You need to try the following different models: a hard margin SVM classifier with polynomial Kernel and a hard margin SVM classifier with RBF kernel. For each, set the values of the different hyperparameters using an Exhaustive Grid Search Cross-Validation. Report the number of support vectors in each case.

In [246]:
gamma = [0.1, 1, 10, 100]
degree = [1, 2, 3]
svc_poly = SVC()
params = {'kernel':['poly'], 'C':[1000], 'gamma': gamma, 'degree': degree}
clf_poly = GridSearchCV(svc_poly, params)
clf_poly.fit(X_train, y_train)
best = clf_poly.best_score_
print("for poly:")
print("best_score:", best)
print("# of support vectors",clf_poly.best_estimator_.n_support_)
print("Degree", clf_poly.best_estimator_.degree)
print("Gamma", clf_poly.best_estimator_.gamma)
svc_rbf = SVC()
params = {'kernel':['rbf'], 'C':[1000], 'gamma': gamma, 'degree': degree}
clf_rbf = GridSearchCV(svc_rbf, params)
clf_rbf.fit(X_train, y_train)
best = clf_rbf.best_score_
print("for rbf:")
print("best_score:", best)
print("# of support vectors",clf_rbf.best_estimator_.n_support_)
print("Degree", clf_rbf.best_estimator_.degree)
print("Gamma", clf_rbf.best_estimator_.gamma)

for poly:
best_score: 0.764173497268
# of support vectors [5774 2441 1646]
Degree 1
Gamma 0.1
for rbf:
best_score: 0.764856557377
# of support vectors [5871 2443 1648]
Degree 1
Gamma 0.1


## Exercise 3

### Training and Validation

Repeat the above using a soft margin SVM classifier for all the cases, including the linear one, and again set the hyperparameters using an Exhaustive Grid Search Cross-Validation.

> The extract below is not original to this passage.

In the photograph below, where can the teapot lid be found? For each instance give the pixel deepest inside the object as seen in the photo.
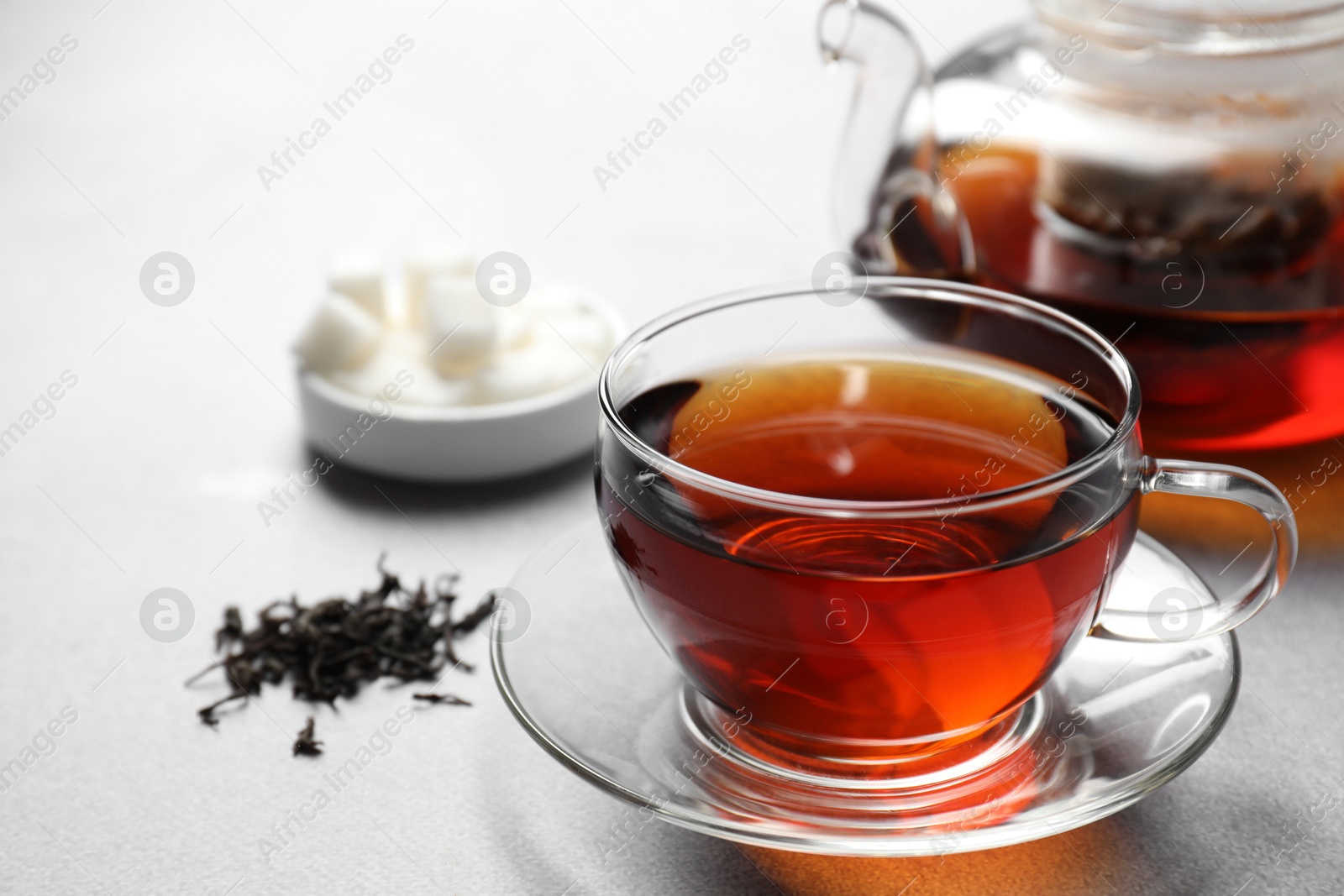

Report the number of support vectors in each case.

In [255]:
C = [0.1, 1, 10, 100]
params_lin = params = {'kernel':['linear'], 'C': C}
params_poly = params = {'kernel':['poly'], 'C': C, 'gamma': gamma, 'degree': degree}
params_rbf = params = {'kernel':['rbf'], 'C': C, 'gamma': gamma, 'degree': degree}
svc_lin = SVC()
clf_lin = GridSearchCV(svc_lin, params_lin)
clf_lin.fit(X_train, y_train)
best = clf_lin.best_score_
print("Linear:")
print("best_score:", best)
print("# of support vectors",clf_lin.best_estimator_.n_support_)
# print("Degree", clf_lin.best_estimator_.degree)
# print("Gamma", clf_lin.best_estimator_.gamma)

svc_poly = SVC()
clf_poly = GridSearchCV(svc_poly, params_poly)
clf_poly.fit(X_train, y_train)
best = clf_poly.best_score_
print("Poly:")
print("best_score:", best)
print("# of support vectors",clf_poly.best_estimator_.n_support_)
print("Degree", clf_poly.best_estimator_.degree)
print("Gamma", clf_poly.best_estimator_.gamma)

svc_rbf = SVC()
clf_rbf = GridSearchCV(svc_rbf, params_rbf)
clf_rbf.fit(X_train, y_train)
best = clf_rbf.best_score_
print("Rbf:")
print("best_score:", best)
print("# of support vectors",clf_rbf.best_estimator_.n_support_)
print("Degree", clf_rbf.best_estimator_.degree)
print("Gamma", clf_rbf.best_estimator_.gamma)

Linear:
best_score: 0.765454234973
# of support vectors [5747 2444 1646]
Poly:
best_score: 0.765454234973
# of support vectors [5747 2444 1646]
Degree 1
Gamma 100
Poly:
best_score: 0.768015710383
# of support vectors [5780 2432 1630]
Degree 1
Gamma 0.1


## Exercise 4

### Save Model

Save your best SVM model

In [270]:
soft_rbf = pickle.dump(clf_rbf, open("best_model.p", "wb"))

### Test Model

Load your tf-idf to transform your test data to give for each word a weight. Then load your best SVM classifier and plot the confusion matrix of the test data

 Rename the jupyter notebook to Assignment4_*netid*.ipynb (Assignment4_xyz01.ipynb) and upload it on Moodle no later than Wednesday, Nov 8 11:55 pm.